Archive for the ‘Tools, Frameworks & Best Practices’ Category.

vote for Strawberry Perl

At least when requiring XML::LibXML in a Windows environment, it was much easier to get running with Strawberry Perl than with ActiveState, mainly because Strawberry Perl has libxml and libxslt included with the install. Also I like using cpan better than ppm. ppm archives for perl 5.14 do not seem complete, and ActiveState will not give you an earlier perl in the community edition.

So, while I appreciate the contributions of both maintainers, the most painless path is the one to take…and in this case that was Strawberry Perl 5.14 with a cpan install of some other required modules (XML::LibXML was already installed).

Ctrl-Alt-Del for VirtualBox on MacOS

Ok, not a showstopper, but….running Windows in VirtualBox for MacOS, and had to press Ctrl-Alt-Del to start. There is an Alt key on my MacBookPro, but its fn-option and that didn’t work. The answer turned out to be under the VirtualBoxVM menu Machine->Insert Ctrl-Alt-Del. There might be other ways as well, but that was enough to get it going…

hadoop fs is space-sensitive

HDFS, high density file system, is useful for big data. However, hadoop fs is not quite there as a shell replacement. Today I kept getting the message

cp: When copying multiple files, destination should be a directory.

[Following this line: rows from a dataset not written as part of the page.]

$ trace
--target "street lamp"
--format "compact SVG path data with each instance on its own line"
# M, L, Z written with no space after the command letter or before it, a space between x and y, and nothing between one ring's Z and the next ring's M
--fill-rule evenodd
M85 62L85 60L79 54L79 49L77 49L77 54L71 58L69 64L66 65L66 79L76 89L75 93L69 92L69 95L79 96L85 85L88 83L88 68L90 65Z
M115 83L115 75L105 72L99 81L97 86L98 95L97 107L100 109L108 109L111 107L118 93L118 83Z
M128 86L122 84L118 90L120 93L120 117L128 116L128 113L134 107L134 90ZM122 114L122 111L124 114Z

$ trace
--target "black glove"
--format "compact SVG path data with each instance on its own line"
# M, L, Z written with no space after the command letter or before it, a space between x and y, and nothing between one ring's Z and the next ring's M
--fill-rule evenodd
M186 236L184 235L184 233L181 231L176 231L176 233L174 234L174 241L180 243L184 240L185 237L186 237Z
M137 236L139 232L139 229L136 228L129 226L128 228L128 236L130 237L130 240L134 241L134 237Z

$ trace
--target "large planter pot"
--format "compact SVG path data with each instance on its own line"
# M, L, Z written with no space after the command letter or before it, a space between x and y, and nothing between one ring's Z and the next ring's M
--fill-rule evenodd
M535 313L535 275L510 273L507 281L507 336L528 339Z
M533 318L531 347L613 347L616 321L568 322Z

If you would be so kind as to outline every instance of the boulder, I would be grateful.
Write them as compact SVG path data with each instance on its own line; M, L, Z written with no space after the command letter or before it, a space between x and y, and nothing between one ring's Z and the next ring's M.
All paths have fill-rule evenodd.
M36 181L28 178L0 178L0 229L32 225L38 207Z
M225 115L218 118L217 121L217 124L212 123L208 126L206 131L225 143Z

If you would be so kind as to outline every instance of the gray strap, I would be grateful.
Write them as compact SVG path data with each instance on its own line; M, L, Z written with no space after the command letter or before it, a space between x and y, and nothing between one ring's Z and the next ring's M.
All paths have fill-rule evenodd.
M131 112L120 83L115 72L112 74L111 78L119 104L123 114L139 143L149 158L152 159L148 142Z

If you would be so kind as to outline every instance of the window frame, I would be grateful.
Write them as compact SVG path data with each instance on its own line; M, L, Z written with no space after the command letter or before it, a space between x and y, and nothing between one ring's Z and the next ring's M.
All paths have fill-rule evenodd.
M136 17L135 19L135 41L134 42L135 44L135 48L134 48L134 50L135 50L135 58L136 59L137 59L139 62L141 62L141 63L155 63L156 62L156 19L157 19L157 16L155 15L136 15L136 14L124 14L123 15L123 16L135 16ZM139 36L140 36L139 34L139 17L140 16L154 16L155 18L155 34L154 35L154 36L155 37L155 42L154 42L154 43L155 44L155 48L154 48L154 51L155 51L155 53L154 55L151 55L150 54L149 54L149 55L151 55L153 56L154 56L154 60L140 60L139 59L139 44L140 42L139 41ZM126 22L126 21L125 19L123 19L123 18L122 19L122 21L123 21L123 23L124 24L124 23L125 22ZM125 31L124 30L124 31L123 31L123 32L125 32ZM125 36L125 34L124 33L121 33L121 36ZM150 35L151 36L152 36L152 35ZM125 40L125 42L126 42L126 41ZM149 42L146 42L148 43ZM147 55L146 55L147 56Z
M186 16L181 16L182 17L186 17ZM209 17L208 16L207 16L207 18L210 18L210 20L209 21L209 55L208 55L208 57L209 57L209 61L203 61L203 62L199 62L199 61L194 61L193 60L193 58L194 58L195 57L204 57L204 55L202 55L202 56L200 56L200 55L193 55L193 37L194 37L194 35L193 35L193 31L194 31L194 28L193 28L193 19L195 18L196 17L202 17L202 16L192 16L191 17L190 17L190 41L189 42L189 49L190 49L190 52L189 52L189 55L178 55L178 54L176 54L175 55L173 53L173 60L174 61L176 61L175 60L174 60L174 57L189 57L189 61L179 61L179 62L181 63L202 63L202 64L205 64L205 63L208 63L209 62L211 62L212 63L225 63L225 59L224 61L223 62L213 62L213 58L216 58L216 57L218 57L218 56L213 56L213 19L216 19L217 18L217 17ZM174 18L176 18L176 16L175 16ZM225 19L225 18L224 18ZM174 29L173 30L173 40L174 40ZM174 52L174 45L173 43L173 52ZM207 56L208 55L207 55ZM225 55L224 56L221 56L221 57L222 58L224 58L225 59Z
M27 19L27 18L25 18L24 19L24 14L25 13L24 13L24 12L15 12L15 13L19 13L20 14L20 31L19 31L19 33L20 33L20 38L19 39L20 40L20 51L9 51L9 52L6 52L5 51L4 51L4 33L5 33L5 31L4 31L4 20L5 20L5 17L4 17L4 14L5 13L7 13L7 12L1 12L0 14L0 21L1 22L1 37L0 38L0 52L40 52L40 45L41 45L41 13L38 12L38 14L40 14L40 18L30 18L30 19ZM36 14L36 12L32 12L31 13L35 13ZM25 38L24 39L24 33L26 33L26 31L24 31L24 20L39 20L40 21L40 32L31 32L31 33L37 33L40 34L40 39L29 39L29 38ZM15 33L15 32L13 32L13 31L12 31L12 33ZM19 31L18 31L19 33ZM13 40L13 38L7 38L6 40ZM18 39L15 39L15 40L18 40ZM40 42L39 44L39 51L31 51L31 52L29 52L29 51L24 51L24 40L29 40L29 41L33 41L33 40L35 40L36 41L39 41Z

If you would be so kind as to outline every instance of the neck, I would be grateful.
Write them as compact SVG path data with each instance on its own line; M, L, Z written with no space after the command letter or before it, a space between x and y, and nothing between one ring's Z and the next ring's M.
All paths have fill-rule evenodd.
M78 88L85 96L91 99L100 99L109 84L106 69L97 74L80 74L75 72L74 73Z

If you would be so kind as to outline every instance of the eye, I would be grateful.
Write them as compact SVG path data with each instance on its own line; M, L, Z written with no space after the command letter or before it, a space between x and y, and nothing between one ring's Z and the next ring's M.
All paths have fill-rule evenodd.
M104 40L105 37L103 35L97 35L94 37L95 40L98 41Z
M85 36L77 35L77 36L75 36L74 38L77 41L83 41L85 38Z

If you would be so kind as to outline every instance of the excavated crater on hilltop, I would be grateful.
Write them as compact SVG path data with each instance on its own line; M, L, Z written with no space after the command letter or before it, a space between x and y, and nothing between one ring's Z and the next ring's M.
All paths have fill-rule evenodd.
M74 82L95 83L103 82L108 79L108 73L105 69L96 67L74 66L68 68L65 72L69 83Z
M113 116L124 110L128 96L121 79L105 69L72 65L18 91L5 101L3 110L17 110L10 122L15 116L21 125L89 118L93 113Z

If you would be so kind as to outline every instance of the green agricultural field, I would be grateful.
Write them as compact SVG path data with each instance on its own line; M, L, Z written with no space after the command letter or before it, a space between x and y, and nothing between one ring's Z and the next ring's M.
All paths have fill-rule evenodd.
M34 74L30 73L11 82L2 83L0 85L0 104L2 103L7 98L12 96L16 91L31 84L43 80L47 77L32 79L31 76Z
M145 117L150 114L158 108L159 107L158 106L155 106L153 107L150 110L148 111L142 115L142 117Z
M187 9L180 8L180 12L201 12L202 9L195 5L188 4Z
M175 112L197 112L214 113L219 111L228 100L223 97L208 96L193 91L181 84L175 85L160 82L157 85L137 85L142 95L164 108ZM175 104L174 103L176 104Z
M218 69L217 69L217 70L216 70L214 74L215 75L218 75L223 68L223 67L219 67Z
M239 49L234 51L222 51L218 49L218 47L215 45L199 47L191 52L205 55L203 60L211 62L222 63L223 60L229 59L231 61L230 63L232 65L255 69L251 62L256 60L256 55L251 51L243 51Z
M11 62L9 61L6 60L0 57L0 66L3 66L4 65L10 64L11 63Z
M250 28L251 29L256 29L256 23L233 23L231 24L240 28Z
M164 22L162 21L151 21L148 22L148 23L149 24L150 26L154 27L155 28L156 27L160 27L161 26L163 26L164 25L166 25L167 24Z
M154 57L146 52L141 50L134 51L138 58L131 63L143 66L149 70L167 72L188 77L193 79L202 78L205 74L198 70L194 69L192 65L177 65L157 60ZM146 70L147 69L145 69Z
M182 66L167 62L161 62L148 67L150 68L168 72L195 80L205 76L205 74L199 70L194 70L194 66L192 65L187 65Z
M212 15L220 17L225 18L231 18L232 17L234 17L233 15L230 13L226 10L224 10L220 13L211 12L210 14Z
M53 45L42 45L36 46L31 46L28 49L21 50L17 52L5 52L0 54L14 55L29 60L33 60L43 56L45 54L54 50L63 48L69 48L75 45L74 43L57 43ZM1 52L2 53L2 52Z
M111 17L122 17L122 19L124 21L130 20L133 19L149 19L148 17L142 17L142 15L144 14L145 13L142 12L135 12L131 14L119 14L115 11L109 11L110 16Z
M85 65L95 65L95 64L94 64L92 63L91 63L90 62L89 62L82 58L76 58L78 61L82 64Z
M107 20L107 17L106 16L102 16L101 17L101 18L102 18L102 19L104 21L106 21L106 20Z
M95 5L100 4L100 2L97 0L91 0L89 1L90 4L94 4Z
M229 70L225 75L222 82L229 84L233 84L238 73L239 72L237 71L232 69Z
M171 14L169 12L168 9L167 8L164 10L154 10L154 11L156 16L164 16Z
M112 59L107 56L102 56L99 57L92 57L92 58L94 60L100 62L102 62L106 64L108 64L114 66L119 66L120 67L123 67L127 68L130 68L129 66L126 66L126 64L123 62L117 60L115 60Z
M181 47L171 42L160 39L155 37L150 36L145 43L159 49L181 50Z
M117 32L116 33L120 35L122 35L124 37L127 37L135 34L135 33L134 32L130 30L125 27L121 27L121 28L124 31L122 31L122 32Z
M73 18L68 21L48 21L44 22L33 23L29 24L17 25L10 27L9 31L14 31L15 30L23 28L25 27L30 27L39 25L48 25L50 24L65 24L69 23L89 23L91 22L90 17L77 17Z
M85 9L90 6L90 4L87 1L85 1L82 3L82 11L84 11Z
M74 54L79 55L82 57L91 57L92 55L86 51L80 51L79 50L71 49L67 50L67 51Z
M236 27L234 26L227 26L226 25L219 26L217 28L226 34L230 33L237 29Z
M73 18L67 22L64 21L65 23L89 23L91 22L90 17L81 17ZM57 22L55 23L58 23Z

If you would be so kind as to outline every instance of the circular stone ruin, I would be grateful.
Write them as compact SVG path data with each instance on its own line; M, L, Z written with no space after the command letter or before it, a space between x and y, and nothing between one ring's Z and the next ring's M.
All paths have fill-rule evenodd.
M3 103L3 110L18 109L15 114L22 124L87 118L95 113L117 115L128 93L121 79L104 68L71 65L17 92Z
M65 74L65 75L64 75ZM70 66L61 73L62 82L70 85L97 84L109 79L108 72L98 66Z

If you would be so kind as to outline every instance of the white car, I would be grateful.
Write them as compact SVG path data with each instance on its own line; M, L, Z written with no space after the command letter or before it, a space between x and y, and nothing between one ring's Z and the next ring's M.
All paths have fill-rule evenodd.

when trying to copy multiple files to a directory using

hadoop fs -cp /path/to/files/*  /path/to/destination/directory

Finally figured out that the problem was I had two spaces between the file list and the directory path, which made hadoop not see the directory path in the command. Aaahh.

don’t try creating gdbm file on an nfs mount

gems/gdbm-1.2/lib/gdbm.rb:256:in `initialize': Empty database (GDBMError)

error occurs when trying to use

g = GDBM.new('somefile')

on an nfs-mounted partition. GDBM works fine on normal drives, just don’t try it on nfs-mounts. Posting this as I found nothing when I googled the error message, and wasted several minutes before I realized the problem. The error message may be specific to the ruby ‘gdbm’ gem, but the rule is a general one.

Wordpress debug notes

Note: I’m not a wordpress expert, just returning to it after several years without having touched PHP – and looking for the best way to quickly understand the flow of a wordpress site using buddypress and a few other plugins. Raw notes here, will be annotated as I progress…

http://fuelyourcoding.com/simple-debugging-with-wordpress/

Data Visualization

The D3 javascript library looks awesome – clean, extensible, and powerful.

Checkout this example of mashing US Census boundaries with unemployment stats…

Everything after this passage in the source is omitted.